Tom Robertshaw is Head of Engineering at Space 48, a leading CX and e-commerce platform agency. He created a fun and illustrative video showcasing how he uses Clockwise in August. Both Clockwise and Space 48 are using machine learning to improve user experiences. I reached out to pick Tom’s brain about what product teams should know about the present and future of machine learning in the e-commerce space.

We talked about how product teams are currently using machine learning, how machine learning can power new levels of personalization and customization, how to ensure the artificial intelligence (AI) doesn’t creep the customer out, and whether we’re entering an AI Spring or AI Winter.

How product teams are using machine learning in e-commerce

Clockwise: What’s your advice for product teams who want to use machine learning to provide features that improve the customer experience?

Tom: Interesting question. Day to day, I'm working with e-commerce merchants. Most of my experience with machine learning has been experimental and from my computer science background. The terms “AI” and “machine learning” have been over-hyped for the last four or five years. Now we're coming to the other side where advertising that there’s AI or machine learning in your product doesn't necessarily give you much of an advantage.

Merchants recognize that tools that have some form of machine learning are going to beat those that don't. But it's not the be-all and end-all.

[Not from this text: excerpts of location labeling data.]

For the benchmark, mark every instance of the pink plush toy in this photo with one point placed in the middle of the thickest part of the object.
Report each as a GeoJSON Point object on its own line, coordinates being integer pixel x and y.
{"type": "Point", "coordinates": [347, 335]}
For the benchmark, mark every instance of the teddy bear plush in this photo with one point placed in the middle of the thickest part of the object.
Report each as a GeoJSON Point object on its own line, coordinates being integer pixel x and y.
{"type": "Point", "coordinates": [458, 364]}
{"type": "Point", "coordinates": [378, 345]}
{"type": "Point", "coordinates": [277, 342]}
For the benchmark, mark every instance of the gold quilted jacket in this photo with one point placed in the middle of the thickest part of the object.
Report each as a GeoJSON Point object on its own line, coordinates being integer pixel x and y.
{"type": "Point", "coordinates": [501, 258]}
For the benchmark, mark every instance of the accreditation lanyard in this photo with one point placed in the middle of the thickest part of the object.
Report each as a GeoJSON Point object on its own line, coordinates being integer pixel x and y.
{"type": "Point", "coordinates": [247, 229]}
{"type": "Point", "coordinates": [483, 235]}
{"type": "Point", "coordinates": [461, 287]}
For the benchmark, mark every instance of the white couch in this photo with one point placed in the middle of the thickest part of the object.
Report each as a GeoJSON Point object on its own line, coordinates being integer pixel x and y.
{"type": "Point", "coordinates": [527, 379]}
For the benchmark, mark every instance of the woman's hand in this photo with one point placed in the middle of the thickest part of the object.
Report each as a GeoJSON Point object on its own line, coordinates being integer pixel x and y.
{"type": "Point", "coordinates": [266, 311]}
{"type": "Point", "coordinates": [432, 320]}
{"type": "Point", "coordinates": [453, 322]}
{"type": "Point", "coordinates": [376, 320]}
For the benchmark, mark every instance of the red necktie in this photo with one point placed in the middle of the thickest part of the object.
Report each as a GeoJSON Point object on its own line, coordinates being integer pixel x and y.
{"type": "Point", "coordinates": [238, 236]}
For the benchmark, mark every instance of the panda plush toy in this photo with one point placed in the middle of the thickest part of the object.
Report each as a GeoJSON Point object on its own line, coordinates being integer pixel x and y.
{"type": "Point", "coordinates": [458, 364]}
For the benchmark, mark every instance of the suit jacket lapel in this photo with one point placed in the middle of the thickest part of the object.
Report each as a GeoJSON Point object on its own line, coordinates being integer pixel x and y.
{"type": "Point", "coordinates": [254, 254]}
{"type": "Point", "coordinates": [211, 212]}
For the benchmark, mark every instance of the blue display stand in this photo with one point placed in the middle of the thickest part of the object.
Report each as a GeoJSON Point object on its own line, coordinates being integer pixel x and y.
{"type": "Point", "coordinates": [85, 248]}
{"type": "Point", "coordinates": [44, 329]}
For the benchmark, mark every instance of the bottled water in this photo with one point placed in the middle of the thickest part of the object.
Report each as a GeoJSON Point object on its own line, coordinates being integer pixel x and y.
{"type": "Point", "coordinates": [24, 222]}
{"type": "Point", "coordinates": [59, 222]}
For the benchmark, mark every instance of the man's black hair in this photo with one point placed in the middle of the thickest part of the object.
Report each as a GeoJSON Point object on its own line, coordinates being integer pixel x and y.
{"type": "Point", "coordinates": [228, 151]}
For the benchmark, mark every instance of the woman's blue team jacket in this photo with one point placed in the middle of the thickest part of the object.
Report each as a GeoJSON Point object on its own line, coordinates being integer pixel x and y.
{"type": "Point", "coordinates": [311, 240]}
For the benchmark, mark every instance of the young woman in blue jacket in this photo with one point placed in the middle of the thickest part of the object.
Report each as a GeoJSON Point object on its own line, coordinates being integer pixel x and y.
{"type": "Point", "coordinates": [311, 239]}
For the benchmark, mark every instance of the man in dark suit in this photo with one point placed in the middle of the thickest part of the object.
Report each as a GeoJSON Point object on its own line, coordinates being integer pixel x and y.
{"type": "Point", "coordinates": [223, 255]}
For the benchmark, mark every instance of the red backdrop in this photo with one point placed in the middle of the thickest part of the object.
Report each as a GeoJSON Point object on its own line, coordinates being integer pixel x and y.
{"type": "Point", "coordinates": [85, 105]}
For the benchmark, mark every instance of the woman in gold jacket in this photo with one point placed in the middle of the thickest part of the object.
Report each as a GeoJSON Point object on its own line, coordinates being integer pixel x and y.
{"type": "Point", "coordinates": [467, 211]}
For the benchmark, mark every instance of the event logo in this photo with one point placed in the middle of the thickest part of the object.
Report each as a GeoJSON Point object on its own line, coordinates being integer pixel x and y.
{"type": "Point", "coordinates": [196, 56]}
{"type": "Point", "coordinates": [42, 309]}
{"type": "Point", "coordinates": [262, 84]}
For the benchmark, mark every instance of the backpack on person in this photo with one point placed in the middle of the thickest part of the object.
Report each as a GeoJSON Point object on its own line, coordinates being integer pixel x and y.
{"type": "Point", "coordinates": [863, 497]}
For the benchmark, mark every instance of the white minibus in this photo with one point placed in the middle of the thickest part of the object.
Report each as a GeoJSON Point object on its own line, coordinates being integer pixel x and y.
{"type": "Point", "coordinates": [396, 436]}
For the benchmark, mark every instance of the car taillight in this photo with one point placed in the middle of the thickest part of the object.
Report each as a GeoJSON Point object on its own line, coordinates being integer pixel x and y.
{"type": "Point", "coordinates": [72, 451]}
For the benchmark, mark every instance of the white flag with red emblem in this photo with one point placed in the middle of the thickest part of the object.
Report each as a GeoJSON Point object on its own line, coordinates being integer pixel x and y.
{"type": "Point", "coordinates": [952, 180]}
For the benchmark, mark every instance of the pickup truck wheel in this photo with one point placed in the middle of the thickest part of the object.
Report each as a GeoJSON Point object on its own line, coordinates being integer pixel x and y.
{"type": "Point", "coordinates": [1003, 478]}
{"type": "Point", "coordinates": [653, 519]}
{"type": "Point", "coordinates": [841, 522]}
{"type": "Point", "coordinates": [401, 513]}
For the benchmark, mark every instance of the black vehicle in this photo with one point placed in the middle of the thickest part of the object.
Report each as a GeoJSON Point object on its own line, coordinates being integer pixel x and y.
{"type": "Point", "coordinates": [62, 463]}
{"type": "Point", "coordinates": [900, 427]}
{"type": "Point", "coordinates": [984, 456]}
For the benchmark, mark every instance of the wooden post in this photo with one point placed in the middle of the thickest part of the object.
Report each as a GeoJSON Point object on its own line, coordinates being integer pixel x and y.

And so as product managers, it's about being useful to those merchants, providing value, and adding features. Machine learning is a strategy to achieve that. It's not an end goal in and of itself.

Moving beyond recommendation engines and transactional websites

Clockwise: Absolutely. I'd love to know how and where machine learning is actually improving the experience for customers or merchants. For example, you have machine learning powering chatbots and recommendation engines. What are some other, really high-leverage places to use machine learning?

Tom: Certainly in the e-commerce world, where merchants are quite used to machine learning in recommendation engines. People are very used to “related products” being powered by machine learning, recommending the products that you would have if you'd manually specified that this product goes with this product. The benefit being that in an ideal world it just works how you expect and it's invisible, in terms of how.

Where it's a little bit more bleeding edge is content management, and possibly even content creation. Content is where I'm spending a lot of my time at the moment in terms of creating great commerce experiences. Personalizing content is the next step in terms of machine learning.

Right now you might get some tailored product recommendations, but it's still very unusual really to get much in the way of personalized content.

So you're on an e-commerce site once, and you start browsing around and initially you just get the default experience. But as you come back, it recognizes you're interested in some trousers in a particular category. You could actually start to tailor those sites that offer a broad set of products with personalized promotions and campaigns.

Having a transactional website is kind of, [laughs] is, is not the goal anymore.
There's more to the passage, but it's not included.